1. I haven’t tried to study this in great detail, but my general sense since the 2018 election has been that Democratic base turnout could have been higher than it was, and that to carry the state of Texas in 2020, the Democratic Presidential nominee will need to aim for five million votes. Both of these are validated by this story.

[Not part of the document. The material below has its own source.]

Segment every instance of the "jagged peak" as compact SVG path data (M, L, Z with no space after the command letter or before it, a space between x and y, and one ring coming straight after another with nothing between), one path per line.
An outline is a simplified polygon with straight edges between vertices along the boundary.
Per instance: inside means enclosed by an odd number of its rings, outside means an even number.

2. The other point, about persuasion and flipping people who had previously voted Republican, is another theme I’ve visited a few times since November. Some of the districts that Dems won in 2018 – CDs 07 and 32 in particular – just weren’t going to be won by better base turnout. Better base turnout was always going to be needed, it just wasn’t going to be enough. Remember, in a Presidential year, John Culberson won CD07 by eleven points, and Republican judicial candidates won it by similar margins. There weren’t enough non-voting Democrats to make up for that.
3. The key to the above was Trump, and that statement in the story about “winning voters who had voted for Republicans and for minor-party candidates” (emphasis mine) was the mechanism. CDs 07 and 32 were on the map, as were other districts like SD16 and the Dallas County State Rep districts, because they had been carried by Hillary Clinton. You may recall that I was skeptical of these numbers because it was clear that Clinton won those districts because a number of nominal Republicans just didn’t vote for Trump. It was an open question to me what they’d do in the next election. Clearly, now we know.
4. To be more specific, the not-Trump voters, who include those who voted for Gary Johnson and Evan McMullen and Jill Stein as well as those who actually crossed over to Clinton and those who skipped the race entirely, really did vote for Democratic candidates in 2018, at least in some races. Those candidates included Beto, most of the Congressional Dems, Mike Collier, Justin Nelson, Kim Olson, most of the legislative Dems, and some other downballot Dems. Some Republicans held onto the not-Trumpers – Greg Abbott, Glenn Hegar, George P. Bush, and Christie Craddick – but by and large these people were quite willing to stray. The proof is in the districts where the Trump percentage from 2016 was the ceiling for these Republicans in 2018.
5. Given this, the basis for Texas as a swing state, as well as a Congressional battleground, in 2020, is precisely the idea that these voters will again not vote for Trump, and base Democratic turnout will be higher. Implicit in this is the idea that the not-Trump voters who were also not-Hillary voters will be more inclined to vote for the 2020 Dem, which I think is a reasonable assumption. Dems will have their work cut out for them – we’re talking a million more votes than Beto got, which was 200K more votes than Hillary got and 500K more votes than Obama ’08 got – but the path is clear.
6. For example, Beto carried Harris County by 200K votes, with 1.2 million votes cast. If turnout in Harris is 1.5 million – hardly crazy, assuming 2.4 million registered voters (registration was 2.3 million in 2018), which in turn would be turnout of 62.5%, basically a point higher than it was in 2016 – you can imagine a Dem carrying the county 900K to 600K, which is about where the Republican vote total has plateaued. That’s 20 percent of the way to the goal right there, and it doesn’t even assume a heroic turnout effort.
7. Do I think Democratic turnout in Texas will be better if Beto, or for that matter Julian Castro, is the nominee than if someone else is? Maybe, but honestly I don’t think it would be by much, if at all. I think it really is about Trump more than it is about who the Dem is. Beto was very much the right candidate at the right time in 2018, but I don’t believe 2020 depends on him. I do think Beto as a Senate candidate may well have outperformed any Dem Presidential candidate (with the possible exception of Castro) in 2020, but that’s not the situation we will have. As a Presidential candidate, I don’t think he’d be that much different.
8. Bottom line, keep registering voters, and keep talking to people who haven’t been habitual voters. We’re going to need everyone working together to make this happen.